Replication of Laniyonu & Goff (2021) — Police force vs SMI disparity — morie_laniyonu_smi_force

R port of morie.laniyonu.smi_force_disparity. Estimates a hierarchical negative-binomial model with a synthetic area-exposure (SAE) offset for persons-with-serious-mental-illness (PwSMI), with year fixed effects and an area random intercept.

Composes a synthetic-area-exposure (SAE) step (base-R logistic on survey microdata, predicted at ACS tract marginals) into a negative-binomial GLM with year fixed effects and an area random intercept approximated by ridge-penalised area dummies.

Usage

morie_laniyonu_smi_force_disparity(
  df,
  survey_df,
  survey_trait_col = "smi",
  survey_covariate_cols,
  area_covariate_cols = NULL,
  force_count_col = "force_events",
  non_smi_count_col = NULL,
  geog_col = "tract_id",
  year_col = "year",
  population_col = "pop_18plus",
  baseline_year = NULL,
  include_year_fe = TRUE,
  include_area_re = TRUE,
  max_iter = 500L,
  tol = 1e-06,
  return_design = FALSE
)

Arguments

df: Force-event panel, one row per (area, year).
survey_df: Survey microdata for fitting P(SMI | covariates).
survey_trait_col: Binary column in survey_df.
survey_covariate_cols: Covariates available in BOTH survey_df and df.
area_covariate_cols: Optional rename map for df.
force_count_col: Count of force events against PwSMI per (area, year).
non_smi_count_col: Count of force events against non-SMI per (area, year). If NULL, df must contain total_force_events and the non-SMI count is computed as total minus PwSMI.
geog_col, year_col, population_col: Column names.
baseline_year: Year to drop as the reference (default = min).
include_year_fe, include_area_re: Toggle the year FE / area RE blocks.
max_iter, tol: Optimiser controls.
return_design: Attach X, y, offset to exposure_summary for hand-off to brms / rstanarm.

Value

A list of class morie_laniyonu_smi_result.

A list of class morie_laniyonu_smi_result.

Details

The trick: there is no administrative census of who has SMI at the tract level, so the denominator is built by:

Fitting P(SMI | age, sex, race, income, ...) on a national survey using only covariates also tabulated at the tract level by the ACS.
Applying those coefficients to ACS tract marginals to get a per-tract predicted P(SMI).
Multiplying by adult population for a synthetic exposure denominator $n_{vti}$.

The count model is $$y_{vti} \sim \mathrm{NegBin}(n_{vti} \exp(\mu + \alpha_v + \delta_t + \beta_i), \phi)$$ with $v$ = PwSMI vs non-SMI, $t$ = year, $i$ = area. The headline coefficient $\alpha_v$ is the log relative-risk of police use of force against PwSMI vs non-SMI.
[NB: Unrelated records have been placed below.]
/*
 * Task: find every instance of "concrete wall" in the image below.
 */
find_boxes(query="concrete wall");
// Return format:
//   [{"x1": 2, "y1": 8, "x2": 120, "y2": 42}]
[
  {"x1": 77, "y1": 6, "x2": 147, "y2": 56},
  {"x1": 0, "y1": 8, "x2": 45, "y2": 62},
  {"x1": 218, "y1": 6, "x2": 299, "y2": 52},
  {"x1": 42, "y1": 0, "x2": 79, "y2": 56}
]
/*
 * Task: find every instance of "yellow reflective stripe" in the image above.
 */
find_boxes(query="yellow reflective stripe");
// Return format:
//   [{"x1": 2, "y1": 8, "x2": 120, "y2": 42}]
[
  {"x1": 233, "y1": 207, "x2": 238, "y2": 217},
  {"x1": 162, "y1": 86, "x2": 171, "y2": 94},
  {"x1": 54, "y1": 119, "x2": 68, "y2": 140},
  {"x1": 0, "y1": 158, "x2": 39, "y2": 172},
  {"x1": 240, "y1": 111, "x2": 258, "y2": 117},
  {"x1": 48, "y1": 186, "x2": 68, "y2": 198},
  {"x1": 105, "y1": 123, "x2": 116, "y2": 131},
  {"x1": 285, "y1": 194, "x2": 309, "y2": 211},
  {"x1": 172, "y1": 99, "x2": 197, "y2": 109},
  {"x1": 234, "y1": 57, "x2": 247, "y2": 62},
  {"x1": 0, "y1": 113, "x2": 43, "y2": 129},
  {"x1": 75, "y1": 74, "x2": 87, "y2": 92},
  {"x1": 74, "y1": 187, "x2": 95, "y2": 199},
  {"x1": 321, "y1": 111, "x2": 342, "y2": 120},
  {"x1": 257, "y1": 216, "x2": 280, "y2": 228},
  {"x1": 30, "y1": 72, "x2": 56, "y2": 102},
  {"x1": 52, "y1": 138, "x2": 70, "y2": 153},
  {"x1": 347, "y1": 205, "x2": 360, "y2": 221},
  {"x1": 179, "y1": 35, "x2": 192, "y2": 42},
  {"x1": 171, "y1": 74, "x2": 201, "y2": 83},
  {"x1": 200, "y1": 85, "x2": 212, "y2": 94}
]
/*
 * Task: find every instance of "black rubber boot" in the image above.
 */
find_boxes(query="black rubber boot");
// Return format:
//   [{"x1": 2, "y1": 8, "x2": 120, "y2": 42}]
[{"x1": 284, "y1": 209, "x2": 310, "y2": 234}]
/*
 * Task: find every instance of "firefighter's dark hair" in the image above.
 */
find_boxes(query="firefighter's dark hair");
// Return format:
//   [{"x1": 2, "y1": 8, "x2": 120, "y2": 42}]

Paper headlines: RR PwSMI = 11.6x (tract); 10.2x (precinct).

This R port is a frequentist MLE approximation (via stats::glm.nb in MASS, falling back to a hand-rolled NB MLE on stats::optim if MASS is unavailable). For paper-grade Bayesian credible intervals, fit in brms / rstanarm using the design matrix returned with return_design=TRUE.

Surfaces a warning() on every call: the SMI flag on force events is a proxy biased TOWARD THE NULL (officers miss more SMI than they over-attribute), so the estimated $\alpha_v$ is a conservative lower bound on the true disparity.

References

Laniyonu, A., & Goff, P. A. (2021). Measuring disparities in police use of force and injury among persons with serious mental illness. BMC Psychiatry, 21(1), 500.